One of the (many!) highlights of our trip was a visit to the Chengdu Research Base of Giant Panda Breeding (it probably sounds better in Chinese). Chengdu, our first stop after Tibet, is the capital of the Sichuan province.
The Giant Panda is endangered — there are only 2,000-3,000 left in the wild. The Chengdu panda research center, one of about 40 state-sponsored panda reserve centers, has been quite successful in breeding the animals, which don’t like to reproduce in captivity.
Our guide noted that they try to encourage natural breeding here by showing the bears sex films. “Panda Porn!”, one of our group members exclaimed. I even covered the idea in True way back in 2000 (“Pandamonium” in Volume 6). In 2006 alone, 12 cubs were born here — mostly thanks to artificial insemination, not panda porn.
Eat and Sleep
Another factoid from our guide: the Chinese say the panda “needs sleep” — hence the black circles around their eyes. She noted pandas sleep about 21 hours per day, making it sound more like my cat than a bear.

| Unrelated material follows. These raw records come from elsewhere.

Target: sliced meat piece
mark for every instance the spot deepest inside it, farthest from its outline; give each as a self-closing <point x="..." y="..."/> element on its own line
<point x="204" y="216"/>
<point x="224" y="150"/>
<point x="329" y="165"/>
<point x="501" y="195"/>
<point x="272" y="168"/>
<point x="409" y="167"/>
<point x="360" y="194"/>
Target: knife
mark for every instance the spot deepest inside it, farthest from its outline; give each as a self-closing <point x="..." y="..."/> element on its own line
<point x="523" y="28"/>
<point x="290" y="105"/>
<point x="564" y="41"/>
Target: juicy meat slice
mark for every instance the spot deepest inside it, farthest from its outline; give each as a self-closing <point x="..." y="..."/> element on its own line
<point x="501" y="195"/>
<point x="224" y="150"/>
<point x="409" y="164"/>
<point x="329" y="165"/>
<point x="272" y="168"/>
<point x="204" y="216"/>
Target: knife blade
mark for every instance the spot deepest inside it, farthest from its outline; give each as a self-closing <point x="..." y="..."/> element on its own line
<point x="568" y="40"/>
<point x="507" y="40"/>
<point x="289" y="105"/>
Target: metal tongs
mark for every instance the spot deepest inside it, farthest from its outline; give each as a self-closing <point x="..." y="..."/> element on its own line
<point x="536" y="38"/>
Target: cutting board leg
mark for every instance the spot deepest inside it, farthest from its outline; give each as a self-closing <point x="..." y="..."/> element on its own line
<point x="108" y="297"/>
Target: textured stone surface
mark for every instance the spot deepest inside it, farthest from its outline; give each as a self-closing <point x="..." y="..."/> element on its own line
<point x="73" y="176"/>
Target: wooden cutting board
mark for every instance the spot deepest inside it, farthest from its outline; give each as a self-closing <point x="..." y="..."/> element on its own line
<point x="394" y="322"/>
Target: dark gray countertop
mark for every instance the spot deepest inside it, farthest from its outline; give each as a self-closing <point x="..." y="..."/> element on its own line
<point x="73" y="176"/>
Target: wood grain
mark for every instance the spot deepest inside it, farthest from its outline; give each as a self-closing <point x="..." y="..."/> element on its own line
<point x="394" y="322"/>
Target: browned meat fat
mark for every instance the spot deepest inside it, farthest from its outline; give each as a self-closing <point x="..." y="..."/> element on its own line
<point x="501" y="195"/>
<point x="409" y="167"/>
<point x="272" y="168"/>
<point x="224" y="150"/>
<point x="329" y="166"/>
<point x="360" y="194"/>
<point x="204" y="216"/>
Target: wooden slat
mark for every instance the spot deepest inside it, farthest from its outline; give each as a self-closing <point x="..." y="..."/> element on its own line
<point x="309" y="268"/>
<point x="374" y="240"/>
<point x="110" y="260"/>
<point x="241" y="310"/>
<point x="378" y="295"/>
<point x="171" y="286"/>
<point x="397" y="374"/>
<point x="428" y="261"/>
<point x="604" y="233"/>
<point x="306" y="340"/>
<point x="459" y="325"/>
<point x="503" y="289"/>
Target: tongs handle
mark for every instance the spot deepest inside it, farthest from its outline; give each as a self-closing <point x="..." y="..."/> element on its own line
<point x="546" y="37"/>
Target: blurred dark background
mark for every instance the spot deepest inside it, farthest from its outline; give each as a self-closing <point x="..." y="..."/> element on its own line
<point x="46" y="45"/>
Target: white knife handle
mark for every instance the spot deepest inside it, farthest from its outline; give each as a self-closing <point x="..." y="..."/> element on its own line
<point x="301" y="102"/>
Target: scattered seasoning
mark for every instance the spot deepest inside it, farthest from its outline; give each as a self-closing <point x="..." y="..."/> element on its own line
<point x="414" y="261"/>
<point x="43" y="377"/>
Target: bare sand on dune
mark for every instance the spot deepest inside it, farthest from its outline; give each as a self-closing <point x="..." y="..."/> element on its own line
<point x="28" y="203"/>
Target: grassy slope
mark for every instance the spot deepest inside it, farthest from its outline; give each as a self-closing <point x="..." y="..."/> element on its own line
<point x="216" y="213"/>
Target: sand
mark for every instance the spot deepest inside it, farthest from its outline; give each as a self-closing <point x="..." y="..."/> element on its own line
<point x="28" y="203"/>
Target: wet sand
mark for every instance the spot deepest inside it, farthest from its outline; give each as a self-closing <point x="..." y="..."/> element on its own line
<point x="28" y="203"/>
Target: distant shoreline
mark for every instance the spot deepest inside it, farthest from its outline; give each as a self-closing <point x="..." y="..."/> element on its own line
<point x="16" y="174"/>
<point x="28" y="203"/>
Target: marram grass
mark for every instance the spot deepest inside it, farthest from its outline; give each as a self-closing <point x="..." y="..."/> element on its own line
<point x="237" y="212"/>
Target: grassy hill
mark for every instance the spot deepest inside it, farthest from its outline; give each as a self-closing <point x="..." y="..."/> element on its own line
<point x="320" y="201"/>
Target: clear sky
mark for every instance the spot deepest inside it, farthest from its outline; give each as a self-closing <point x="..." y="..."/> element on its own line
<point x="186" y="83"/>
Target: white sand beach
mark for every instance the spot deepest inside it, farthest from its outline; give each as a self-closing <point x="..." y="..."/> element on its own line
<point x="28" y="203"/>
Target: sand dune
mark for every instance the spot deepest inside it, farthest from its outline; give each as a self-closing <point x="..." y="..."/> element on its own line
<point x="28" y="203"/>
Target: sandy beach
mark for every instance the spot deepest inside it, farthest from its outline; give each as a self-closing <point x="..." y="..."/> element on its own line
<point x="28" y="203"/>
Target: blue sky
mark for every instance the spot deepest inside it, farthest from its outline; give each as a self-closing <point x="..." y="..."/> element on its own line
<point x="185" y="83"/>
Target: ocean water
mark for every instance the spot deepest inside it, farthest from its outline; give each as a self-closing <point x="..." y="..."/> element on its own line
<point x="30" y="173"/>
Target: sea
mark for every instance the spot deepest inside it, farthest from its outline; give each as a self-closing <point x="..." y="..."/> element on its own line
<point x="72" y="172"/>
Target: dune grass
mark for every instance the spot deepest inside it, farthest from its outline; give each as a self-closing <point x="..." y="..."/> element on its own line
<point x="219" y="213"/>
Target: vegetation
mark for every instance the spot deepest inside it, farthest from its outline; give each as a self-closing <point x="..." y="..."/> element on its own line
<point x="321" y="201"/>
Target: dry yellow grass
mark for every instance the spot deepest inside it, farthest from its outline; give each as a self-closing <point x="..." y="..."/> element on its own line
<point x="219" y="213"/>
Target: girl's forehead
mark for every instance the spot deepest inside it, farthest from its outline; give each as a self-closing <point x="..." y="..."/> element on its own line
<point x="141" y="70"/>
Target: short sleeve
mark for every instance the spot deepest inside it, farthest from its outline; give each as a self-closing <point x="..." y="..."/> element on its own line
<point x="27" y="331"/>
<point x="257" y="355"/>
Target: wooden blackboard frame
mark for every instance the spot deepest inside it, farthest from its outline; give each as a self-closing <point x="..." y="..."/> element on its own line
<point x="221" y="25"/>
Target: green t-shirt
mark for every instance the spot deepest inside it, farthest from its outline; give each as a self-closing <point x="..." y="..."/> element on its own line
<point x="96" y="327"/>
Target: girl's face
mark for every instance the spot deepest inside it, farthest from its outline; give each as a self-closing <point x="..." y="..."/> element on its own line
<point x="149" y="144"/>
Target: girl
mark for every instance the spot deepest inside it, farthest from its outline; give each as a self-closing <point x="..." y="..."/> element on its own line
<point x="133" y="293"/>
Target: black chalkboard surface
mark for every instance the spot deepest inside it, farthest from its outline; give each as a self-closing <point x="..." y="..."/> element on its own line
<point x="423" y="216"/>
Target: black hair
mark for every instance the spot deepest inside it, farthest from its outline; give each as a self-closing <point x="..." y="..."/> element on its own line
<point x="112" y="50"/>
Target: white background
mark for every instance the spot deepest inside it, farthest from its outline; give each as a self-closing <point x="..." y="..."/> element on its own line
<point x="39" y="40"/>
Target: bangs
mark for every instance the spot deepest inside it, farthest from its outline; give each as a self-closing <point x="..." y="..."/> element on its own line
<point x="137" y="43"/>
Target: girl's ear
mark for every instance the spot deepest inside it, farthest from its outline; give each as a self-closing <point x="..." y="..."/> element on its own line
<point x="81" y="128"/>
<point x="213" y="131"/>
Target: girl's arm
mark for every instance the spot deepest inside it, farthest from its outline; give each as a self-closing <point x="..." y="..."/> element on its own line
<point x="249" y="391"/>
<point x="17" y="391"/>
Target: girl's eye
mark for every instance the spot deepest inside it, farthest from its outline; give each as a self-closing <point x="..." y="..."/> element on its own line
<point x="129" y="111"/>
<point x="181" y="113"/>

“The giant panda is a favorite of the human public, at least partly because many people find that the species has an appealing baby-like cuteness,” Wikipedia says. “Also, it is usually depicted reclining peacefully eating bamboo, as opposed to hunting, which adds to its image of innocence.”
Virtually its entire diet consists of bamboo, and indeed, that was our first in-the-flesh view:
But that wasn’t our only view. One enclosure had six bears in it, and we were lucky enough to see them playing. Their play is rough: they wrestle and like to be “king of the mountain” by pushing others off the high ground.
More than once we saw bears fall 6-10 feet and land on their heads — and then another would fall on top of them. I really wish I had my video camera with me, but here’s a typical sequence:
Another sequence I didn’t get resulted in the lower bear falling all the way down into the “moat.”
We did wonder about something: “Giant panda” implies a “lesser panda.” Is there one? Yes, sort of: the red panda, sometimes known to the Chinese as the “firefox” — so now you know what the browser is named for. It isn’t actually a panda, as it’s more related to the raccoon; it’s not a bear. It’s also endangered — only 2,500-5,000 left in the wild — and the Chengdu center does have quite a few:
Catch that long bushy tail! It’s hard to tell here, but they’re about the size of a raccoon, too. I had never even heard of the red panda before, let alone seen one.
Our guide said we were extremely fortunate to see so many animals, and being so active, even playing — especially considering they sleep so much. It was well worth the side trip here to see them.